Analysis of Figure Three
The data in figure three is quantitative, and it quantifies the frequency of aggressive behavior of a student as observed by two teacher observers. The data is relevant as it can reveal without bias the number of incidences of aggressive behavior and use the Inter Observer Agreement ratio to determine whether results are consistent. IOA is given by lower count/larger count *100 (Reed & Azulay, 2011). The total frequency of physical aggression for observer one is 19, while that of observer two is also 19; thus, there is a total count IOA of 100%. The acceptable range of IOA is no less than 80%, although higher percentages are preferred (Reed & Azulay, 2011). Therefore, our IOA is within an acceptable range. Some of the factors that lead to a high percentage of IOA are consistency in observations and employing adequately trained and skilled observers. IOA measures are used in determining the effectiveness of intervention programs (Reed & Azulay, 2011). High IOA means that there is consistency in the data collected, and thus the data is reliable for analysis. Also, higher IOAs indicate that observers possess high-quality observation and data recording skills and that the data collected reflects changes in behavior. A higher IOA may suggest that an intervention program was successful.
Analysis of Figure Four
The data in figure four is qualitative in nature, and it describes the behavior of staff and marks it as correct or incorrect. The data is appropriate as it describes behavior but can also be quantified in terms of percentages of correct and incorrect behaviors. There are a total of ten observations, out of which four are correct for the baseline. This represents 40% of correct results. One day after intervention, there are nine correct responses out of ten, representing 90% of correct results. Three months after the intervention, there are six out of ten correct observations representing 60% of correct results. The higher the percentages of correct results, the higher the success of a BIP and vice versa. Higher percentages show that staff is observing treatment integrity, while lower percentages represent a disrespect for treatment integrity. Treatment integrity is important because it highlights the extent to which staff follows the integrity checklists of a program. The higher the results of treatment integrity, the more successful a BIP becomes (Fryling, Wallace & Yassine, 2012).
References
Fryling, M. J., Wallace, M. D., & Yassine, J. N. (2012). Impact of treatment integrity on intervention effectiveness. Journal of Applied Behavior Analysis, 45(2), 449-453.

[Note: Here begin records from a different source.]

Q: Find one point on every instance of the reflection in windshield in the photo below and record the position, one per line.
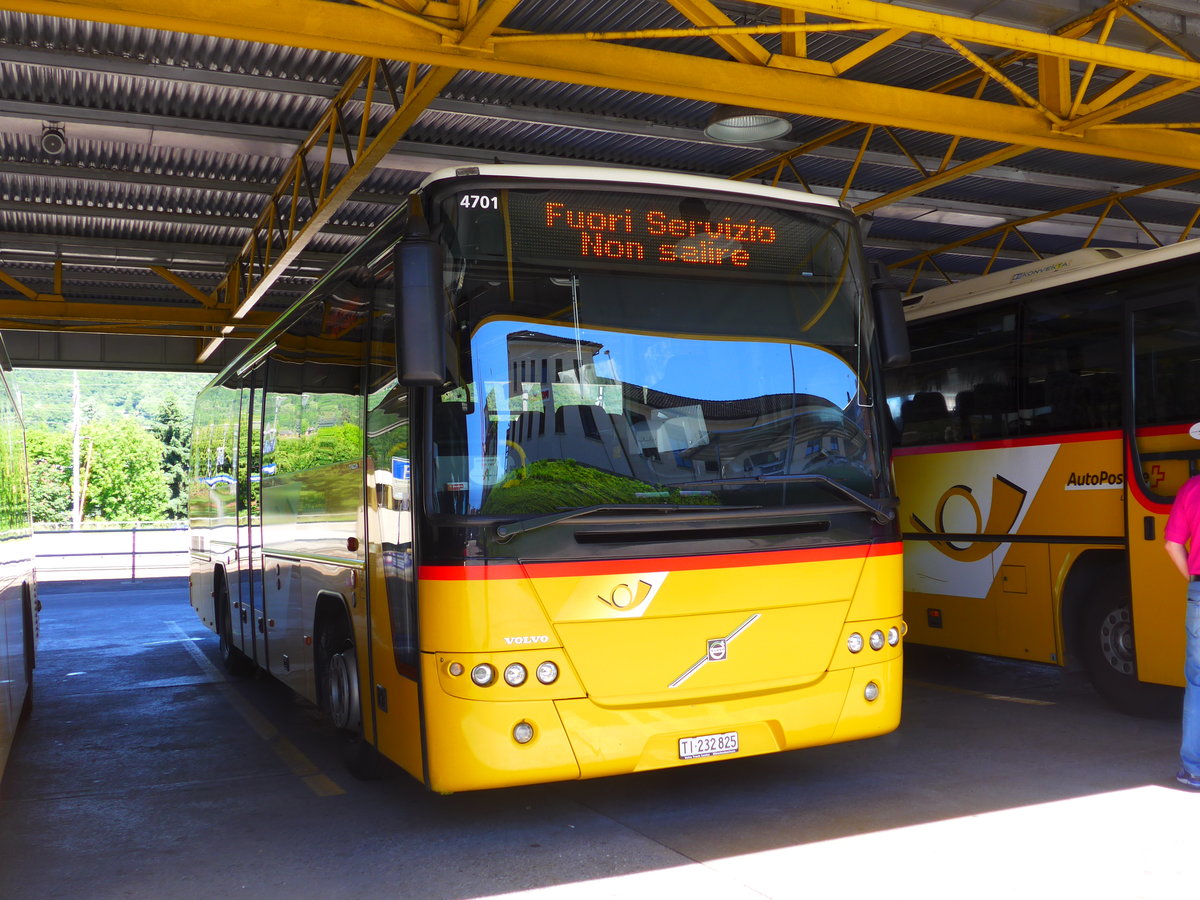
(558, 418)
(631, 348)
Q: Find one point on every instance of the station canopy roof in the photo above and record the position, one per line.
(174, 175)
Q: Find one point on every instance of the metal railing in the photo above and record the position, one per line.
(111, 550)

Harrington, M., & Velicer, W. F. (2015). Comparing visual and statistical analysis in single-case studies using published studies. Multivariate behavioral research, 50(2), 162-183.
Kahng, S. W., Chung, K. M., Gutshall, K., Pitts, S. C., Kao, J., & Girolami, K. (2010). Consistent visual analyses of intrasubject data. Journal of applied behavior analysis, 43(1), 35-45.
Miramontes, N. Y., Marchant, M., Heath, M. A., & Fischer, L. (2011). Social validity of a positive behavior interventions and support model. Education and Treatment of Children, 445-468.
Reed, D. D., & Azulay, R. L. (2011). A Microsoft Excel® 2010 based tool for calculating inter-observer agreement. Behavior analysis in practice, 4(2), 45-52.